Belt and Road Initiative dan Rumusan Permasalahannya

Sejak diwacanakan pada Oktober dan September tahun 2013 di Kazakhstan dan Indonesia oleh Presiden Xi Jinping[1], Inisiatif Satu Sabuk Satu Jalan (BRI—Belt and Road Initiative), banyak hal yang telah terlaksana guna merevitalisasi kedigdayaan Tiongkok dalam hal hegemoni negara tersebut di dunia melalui skema jalur dagang[2]. Awalnya BRI diinisiasi dengan kondisi di mana Tiongkok sedang pada fase ekonomi negara dengan kondisi terjadinya shifting dari ekonomi yang bergantung kepada industri manufaktur, menjadi ekonomi yang bergantung kepada jasa[3]. Proses shifting ini tentu saja memakan waktu, usaha, dan dana yang tidak sedikit. Salah satu indikasi kuat perpindahan ‘tulang belakang’ perekonomian yang tadinya industrial-based kepada service-based adalah dengan meningkatnya angka riset di Tiongkok.

Mengapa begitu? Karena salah satu determinan dari suatu negara maju adalah negara yang memiliki angka R&D nya yang besar. Saat ini jumlah dana R&D Tiongkok sudah mencapai 410 milyar Dollar AS (OECD) yang bila dibandingkan tahun 1991 di kisaran angka 13 milyar Dollar AS mengalami peningkatan yang sangat signifikan (30 kali lipat)[4]. Artinya, bahwa Tiongkok sedang mengikuti negara-negara maju lainnya seperti Amerika, Jepang, dan negara-negara Eropa lainnya. Dengan signifikansi di bidang riset ini lah yang mau tidak mau harus terjadi penyesuaian yang cukup banyak di berbagai macam lini, terutama bisnis dan ekonomi.

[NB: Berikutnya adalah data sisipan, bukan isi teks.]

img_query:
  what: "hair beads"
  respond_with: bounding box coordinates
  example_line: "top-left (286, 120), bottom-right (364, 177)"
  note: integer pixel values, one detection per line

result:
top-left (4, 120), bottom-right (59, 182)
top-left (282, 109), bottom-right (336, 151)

Lalu, apa dampaknya bagi Tiongkok itu sendiri? Tentu saja perlambatan growth PDB negara Tiongkok yang semula lebih dari 10.6% di tahun 2010 menjadi kisaran 6,6% pada tahun 2018 (real growth)[5] yang mengindikasikan pula stabilitas (kalau tidak mau dibilang stagnansi) dinamika PDB mereka. Tentu saja, ini dapat disikapi dengan 2 pandangan. Yaitu pandangan yang menganggap bahwa stagnansi PDB RRT ini adalah sesuatu yang negatif, maupun merupakan sinyalemen positif. Pandangan negatif tentunya datang dari luar negeri Tiongkok, di mana perlambatan salah satunya ekspor batu bara Indonesia adalah  dikarenakan adanya permintaan yang menurun di Tiongkok untuk keperluan bahan bakar industri[6]. Selain itu, terjadinya ekses berlebih dari produksi bahan-bahan seperti stainless steel, aluminium siap guna, dan bahan-bahan material pembangunan lainnya membuat para pelaku industri di Tiongkok harus tetap memutar otak agar barang-barang tersebut tidak mangkrak dan menjadi usang di gudang-gudang pabrik mereka. Tiongkok dalam hal ini perlu untuk menstimulasi para pelaku industri mereka untuk lebih agresif melakukan ekspor ekses produk mereka[7].

Di lain sisi, pandangan positif datang dari dalam domestik Tiongkok. Di mana mereka dengan segera (dengan linimasa relatif) menikmati status sebagai negara maju. Masyarakat Tiongkok diperkirakan akan menjadi salah satu masyarakat dengan pendapatan per kapita tertinggi di dunia selain negara-negara, sebut saja Norwegia, Luxembourg, Denmark, Swiss, Perancis, Amerika Serikat, dan lainnya[8]. Dengan begitu, dapat dibilang bahwa efek dari economic shifting tadi akan berpengaruh besar terhadap kemampuan daya beli dan “gengsi” masyarakat mereka. Selain itu, perpindahan menjadi service-based economy akan membawa angin segar (bermakna harfiah) bagi banyak kota di Tiongkok di mana mereka saat ini sering menghadapi polusi di berbagai macam daerah[9]. Penggunaan batu bara dan industrialisasi di sana-sini tentu saja memiliki polutan yang tidak main-main. Menurut data WHO, Tiongkok merupakan negara dengan tingkat polusi yang sangat tinggi dan hal ini merupakan kontribusi dari industrialisasi[10] [11]. Hal itu tentunya merupakan sesuatu yang ingin diselesaikan oleh Pemerintah Tiongkok sejak dulu. Negara-negara seperti AS, Inggris, dan Jepang dulunya juga mengalami tingkat polusi yang tinggi ketika masa Revolusi Industri[12]. Dengan economic shifting ini masyarakat Tiongkok sangat berharap bahwa kualitas (terutama) udara mereka akan semakin baik, dan memperbaiki kehidupan kesehatan mereka kedepannya.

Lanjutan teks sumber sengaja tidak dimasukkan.